Certo, per quanto riguarda i genitori, possiamo forse dividerli in due categorie: gli «elettronici», quelli che pensano che in una società come questa è bene avviare subito i bambini ad aver a che fare con gli i giochi moderni, perché tanto la loro sarà sempre più la società del computer e di Facebook, della piazza virtuale e dell’interattività; e i «tradizionali», che puntano ancora su pupazzi, bambole e cani di stoffa, convintissimi che sì, saremo pure nell’era di Internet, ma proprio per questo è bene tenere calda l’infanzia con gli orsacchiotti di peluche, con la tenera affettività di «Sbrodolina», con quei cari eterni oggetti che gli psicanalisti chiamano «transazionali».
E allora è bene - per questi genitori, avviare le bambine al ruolo di madre con «Bimbola» tenera carina e meglio ancora con «Bimbola pipì e popò» che ha bisogno di fare le sue cose e allora bisogna stare attenti. E perché no il «Cicciotello primi passi» che simula appunto i primi passi di un neonato, che quindi cammina con molta difficoltà, con scarsissimo equilibrio, ma l’aiuto della mamma-bambina riuscirà pian piano a farlo camminare bene.
E poi: «Cappuccino», «Baby amore», i «Cuccioli nella Fattoria» hanno sempre a che fare con quel senso dell’accovacciato, del minuscolo, del tenero, del domestico che non so sino a che punto sia un’immagine mitica dei genitori (l’infanzia ovattata e felice, in un ambiente di mille sogni e personaggi affettuosi) più che un desiderio diretto dei bambini che - invece - a volte preferiscono i «Bad toys», che impazzavano sino a poco tempo fa e adesso molto meno («Deadly», lo gnomo dall’istinto omicida; le «Living Dead Dolls», pallide bambole-zombie, il «Pupazzo Gnagno», pupazzo-orsetto che però può essere aperto che estrarne gli organi), ma pur sempre i bambini amano i mostri, più (o accanto) delle bamboline perfettamente tirate a lucido (come amano i «Piccoli brividi» più delle storielline melense).
Non demorde - però - una terza categoria di genitori (minoritaria, ormai): quella che pensa che il miglior giocattolo sia quello istruttivo.
E così via alle interminabili serie dei «Sapientini», adesso con una novità: nel «Sapientino testa a testa» si assiste ad una gara fra due concorrenti-bambini, cosicché l’antico «Sapientino», dietro l’inarrestabile ondata di giochi televisivi a quiz (da «L’eredità» a «Il milionario») si trasforma anch’esso in un quiz, magari simile alla scatola di giochi che dona Gerry Scotti ai concorrenti e che certamente andrà a ruba fra gli adulti.

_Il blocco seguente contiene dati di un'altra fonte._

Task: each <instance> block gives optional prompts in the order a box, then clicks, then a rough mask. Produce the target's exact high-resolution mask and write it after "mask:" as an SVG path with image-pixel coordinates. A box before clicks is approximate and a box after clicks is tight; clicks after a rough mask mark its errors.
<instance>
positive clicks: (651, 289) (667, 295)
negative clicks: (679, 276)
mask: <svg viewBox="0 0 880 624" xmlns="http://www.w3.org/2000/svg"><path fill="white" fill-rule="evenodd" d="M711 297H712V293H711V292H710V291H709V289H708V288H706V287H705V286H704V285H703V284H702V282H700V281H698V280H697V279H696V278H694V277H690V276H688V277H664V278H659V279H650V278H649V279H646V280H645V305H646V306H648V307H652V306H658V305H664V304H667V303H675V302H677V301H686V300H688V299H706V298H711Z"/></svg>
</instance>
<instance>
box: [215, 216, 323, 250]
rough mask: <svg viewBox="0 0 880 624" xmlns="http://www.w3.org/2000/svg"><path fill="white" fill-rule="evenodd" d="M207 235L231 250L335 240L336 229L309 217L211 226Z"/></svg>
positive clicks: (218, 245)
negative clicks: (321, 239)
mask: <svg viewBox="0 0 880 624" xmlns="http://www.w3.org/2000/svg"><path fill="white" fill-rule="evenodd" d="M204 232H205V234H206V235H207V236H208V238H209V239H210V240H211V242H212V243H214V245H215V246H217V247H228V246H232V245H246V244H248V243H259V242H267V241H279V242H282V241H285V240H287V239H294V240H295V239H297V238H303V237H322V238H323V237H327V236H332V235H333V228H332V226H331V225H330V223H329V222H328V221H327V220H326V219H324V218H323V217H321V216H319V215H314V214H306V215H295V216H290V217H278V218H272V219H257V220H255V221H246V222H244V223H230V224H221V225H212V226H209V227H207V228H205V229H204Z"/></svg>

E c’è pure la «Tombola sapiens», che pure è una tombola a quiz: si vince se escono i numeri che uno ha nella cartella, ma non basta, bisogna rispondere ad una domanda. Se ho il numero ma non so la distanza fra la Terra e la Luna, vince chi ha il cartellone.
Ovviamente resistono il «Monopoli», proprio quello tradizionale, e i soliti giocattoli che non moriranno mai: metti il calciobalilla, le piste per trenini e automobiline; più giochi mezzo antichi mezzo moderni, come il «Night vision» (si vede in una specie di cannocchiale anche al buio sino a quindici metri) e «Ohnitrix», che è un orologio che proietta gli alieni sulla parete.